I think I’m going to look into Yoga. It’s hard, given all that is going on, not to think three or four steps ahead, when of course I need to stay in the today and focus on what I can impact today what I can change. I forget to breathe, I forget the moment. Always on to the next crisis, the next issue that needs to be resolved, etc.
I haven’t taken a break for a while, but this past Monday night I decided to take an overnight trip to Corpus Christi with a friend. I’d never been to Corpus, having grown up in Southern California I always assumed Texas beaches could not compare. I was pleasantly surprised running through the waves late Monday night, full moon overhead, warm water at our feet. It was like something out of a Diamond Necklace commercial, that perfect escape. I needed it.
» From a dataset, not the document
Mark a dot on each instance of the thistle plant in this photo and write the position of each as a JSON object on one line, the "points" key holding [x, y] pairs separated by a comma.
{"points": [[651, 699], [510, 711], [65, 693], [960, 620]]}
I think they teach us all about how to get things done, how to be productive, efficient, how to organize, etc. I need to find that class that teaches me to stop and breathe. We’ve been so blessed with amazing news, amazing opportunities, but of course with all of that opportunity come new problems and new hurdles to leap. It’s exciting, and it’s terrifying.
I’m not ashamed to say that. Maybe I’m supposed to sit here and say I have all the answers, but if you’ve ever read this blog before you know I do not. The more I work with other business owners the more I learn that NO ONE has any clue what they’re doing. I kinda wish non-entrepreneurs would take a few days to shadow a business owner. See just how all of this lives or dies by the skin of our teeth. Anyone could do this, everyone SHOULD do this.
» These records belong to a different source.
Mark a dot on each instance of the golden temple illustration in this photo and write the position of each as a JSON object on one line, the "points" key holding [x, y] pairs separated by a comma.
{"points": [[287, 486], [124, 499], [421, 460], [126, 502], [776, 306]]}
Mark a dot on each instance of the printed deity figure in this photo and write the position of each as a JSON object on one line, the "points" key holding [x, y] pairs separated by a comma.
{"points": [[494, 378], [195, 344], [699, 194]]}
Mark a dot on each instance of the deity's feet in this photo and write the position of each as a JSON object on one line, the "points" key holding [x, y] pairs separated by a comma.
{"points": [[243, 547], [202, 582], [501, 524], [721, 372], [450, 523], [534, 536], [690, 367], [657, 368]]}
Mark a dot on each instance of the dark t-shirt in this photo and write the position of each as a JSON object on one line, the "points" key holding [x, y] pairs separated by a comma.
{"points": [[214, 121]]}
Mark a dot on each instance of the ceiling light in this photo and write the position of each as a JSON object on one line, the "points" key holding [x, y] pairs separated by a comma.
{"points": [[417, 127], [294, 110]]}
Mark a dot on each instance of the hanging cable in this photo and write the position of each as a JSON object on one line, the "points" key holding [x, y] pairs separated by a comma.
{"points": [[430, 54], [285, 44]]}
It’s exciting, and it’s scary, for sure. Someone not too long ago warned me to be careful who my friends were, which at the time I took as honest advice but over time I started to see all these little lines drawn around town. The US’s vs. the THEM’s. The cliques. I’d like to think a lot of the success we’ve had is because we never played that game. I’m just Matthew, and this is just Image Freedom, take us or leave us.
I’m tired, and we’ll be working into the weekend this week for sure, BUT I know that I’m where I’m supposed to be and I know that I’ve been making the right choices for Matthew. At the end of the day that is the only question that needs answering. Am I proud of Matthew?
Absolutely. Now don’t forget to breathe, and get it done.